Ces grues sont des instruments fixes, fortement arrimées à la maçonnerie. Lorsqu’elles ne sont pas en activité ou que la construction s’élève, des charpentiers les démontent et les positionnent plus haut. Ces grues sont actionnées grâce à un tympan dit aussi cage d’écureuil ou treuil à tambour, constitué par un grand tambour mobile dont le diamètre est compris entre 4 et 5 m pour une largeur de 0, 80 à 1, 50 m. Cette cage munie de rayons est montée sur un axe qui entraîne un tambour solidaire sur lequel vient s’enrouler la corde qui tire la charge à soulever. C’est le poids de l’individu qui crée de l’énergie : en effet un ou plusieurs hommes marchent à l’intérieur de cette roue ; parfois l’intérieur du tambour est muni de planches ou de lattes formant des marches, pour faciliter le déplacement. Cette roue motrice est associée à une pièce de bois verticale terminée en pointe, à laquelle est attachée une flèche soutenue par des écharpes obliques fixées par des liens de fer.
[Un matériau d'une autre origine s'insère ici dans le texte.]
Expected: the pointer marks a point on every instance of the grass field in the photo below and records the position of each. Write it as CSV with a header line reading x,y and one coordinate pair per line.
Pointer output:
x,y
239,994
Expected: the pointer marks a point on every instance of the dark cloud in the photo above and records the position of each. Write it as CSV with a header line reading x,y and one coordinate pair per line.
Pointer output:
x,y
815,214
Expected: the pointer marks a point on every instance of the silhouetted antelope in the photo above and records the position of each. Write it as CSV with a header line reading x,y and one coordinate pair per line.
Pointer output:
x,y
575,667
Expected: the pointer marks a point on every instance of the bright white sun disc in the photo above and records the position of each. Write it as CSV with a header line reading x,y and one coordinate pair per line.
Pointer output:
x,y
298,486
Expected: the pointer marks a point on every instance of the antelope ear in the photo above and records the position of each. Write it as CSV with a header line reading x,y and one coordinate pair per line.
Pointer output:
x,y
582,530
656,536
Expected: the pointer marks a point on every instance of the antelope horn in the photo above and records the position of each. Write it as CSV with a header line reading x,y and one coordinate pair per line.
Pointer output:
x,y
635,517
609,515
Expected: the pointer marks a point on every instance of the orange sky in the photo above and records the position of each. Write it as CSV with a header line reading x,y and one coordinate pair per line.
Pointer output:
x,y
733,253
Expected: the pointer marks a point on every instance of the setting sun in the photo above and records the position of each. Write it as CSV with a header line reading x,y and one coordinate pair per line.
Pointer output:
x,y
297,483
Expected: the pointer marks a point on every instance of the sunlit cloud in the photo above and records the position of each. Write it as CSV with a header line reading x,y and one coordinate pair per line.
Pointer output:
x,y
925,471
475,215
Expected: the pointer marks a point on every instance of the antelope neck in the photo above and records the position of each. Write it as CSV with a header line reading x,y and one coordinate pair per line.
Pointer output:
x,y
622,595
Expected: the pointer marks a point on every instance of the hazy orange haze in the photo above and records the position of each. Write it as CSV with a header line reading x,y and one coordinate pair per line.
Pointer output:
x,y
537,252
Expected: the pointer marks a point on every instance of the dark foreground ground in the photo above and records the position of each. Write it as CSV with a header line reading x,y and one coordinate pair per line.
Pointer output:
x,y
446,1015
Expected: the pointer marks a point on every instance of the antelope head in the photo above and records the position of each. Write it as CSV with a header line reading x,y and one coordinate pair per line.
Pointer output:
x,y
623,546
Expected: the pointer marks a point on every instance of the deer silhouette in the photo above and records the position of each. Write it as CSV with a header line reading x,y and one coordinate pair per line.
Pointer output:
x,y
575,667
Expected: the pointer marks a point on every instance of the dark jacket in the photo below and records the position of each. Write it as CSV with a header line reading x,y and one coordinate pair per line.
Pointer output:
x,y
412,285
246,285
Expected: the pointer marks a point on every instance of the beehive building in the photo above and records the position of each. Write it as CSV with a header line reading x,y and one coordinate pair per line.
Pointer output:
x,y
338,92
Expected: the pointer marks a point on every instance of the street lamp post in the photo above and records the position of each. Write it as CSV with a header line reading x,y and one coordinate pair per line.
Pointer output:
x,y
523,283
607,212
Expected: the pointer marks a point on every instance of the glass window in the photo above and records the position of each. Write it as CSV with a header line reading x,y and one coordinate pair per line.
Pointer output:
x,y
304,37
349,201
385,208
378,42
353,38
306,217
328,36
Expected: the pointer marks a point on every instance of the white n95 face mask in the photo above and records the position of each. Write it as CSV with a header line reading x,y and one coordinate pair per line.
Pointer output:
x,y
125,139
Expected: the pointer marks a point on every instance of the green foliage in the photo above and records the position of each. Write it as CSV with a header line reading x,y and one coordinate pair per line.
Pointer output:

Les dimensions des arbres principaux de ces grues sont importantes : de 15 à 16 m de hauteur, pour des flèches qui pouvaient atteindre les 12 m. À l’extrémité de ce mât est fixée une poulie, munie d’un cliquet anti-retour qui évite que la charge n’inverse le sens du tambour. De la graisse et du savon étaient d’ailleurs utilisés pour huiler les mécanismes. L’enroulement d’un câble ou d’une élingue autour de cette poulie s’effectue grâce au mouvement des hommes dans la cage.
Disposée au sommet d’un ouvrage, la grue permet, grâce à son bras, de monter les matériaux sans risquer de détériorer par frottement les maçonneries ou les sculptures déjà en place. Elle peut également pivoter, ce qui n’était pas le cas des autres engins de levage.
La démultiplication de la force de levage est de un pour dix entre diamètre du chemin de marche et diamètre du tambour d’enroulement. Grâce à la marche d’un seul homme, une charge allant jusqu’à 500 kg peut être soulevée tandis que quatre hommes déambulant dans un treuil élevaient sans problème 2 200 kg à une hauteur de 15 toises soit environ 30 m.
Deux systèmes permettent de fixer la pierre à l’extrémité des cordes ou filins, la louve ou la griffe.
- La louve est constituée par une barre centrale métallique, enfoncée à l’intérieur de la pierre à transporter et maintenue en place grâce à deux branches amovibles ; l’ensemble est relié au câble de traction par deux chaînes et un anneau.
- La griffe est une pince en forme de X qui se serre autour de la charge grâce à la force du poids. Mais afin de maintenir la pierre, il est nécessaire de creuser au préalable un trou de chaque côté de la pierre de façon à y encastrer les deux extrémités de la griffe. Ces trous situés au même niveau sont en général placés au milieu de la pierre afin de la maintenir en équilibre. Ils sont parfois encore visibles sur les pierres des chantiers médiévaux.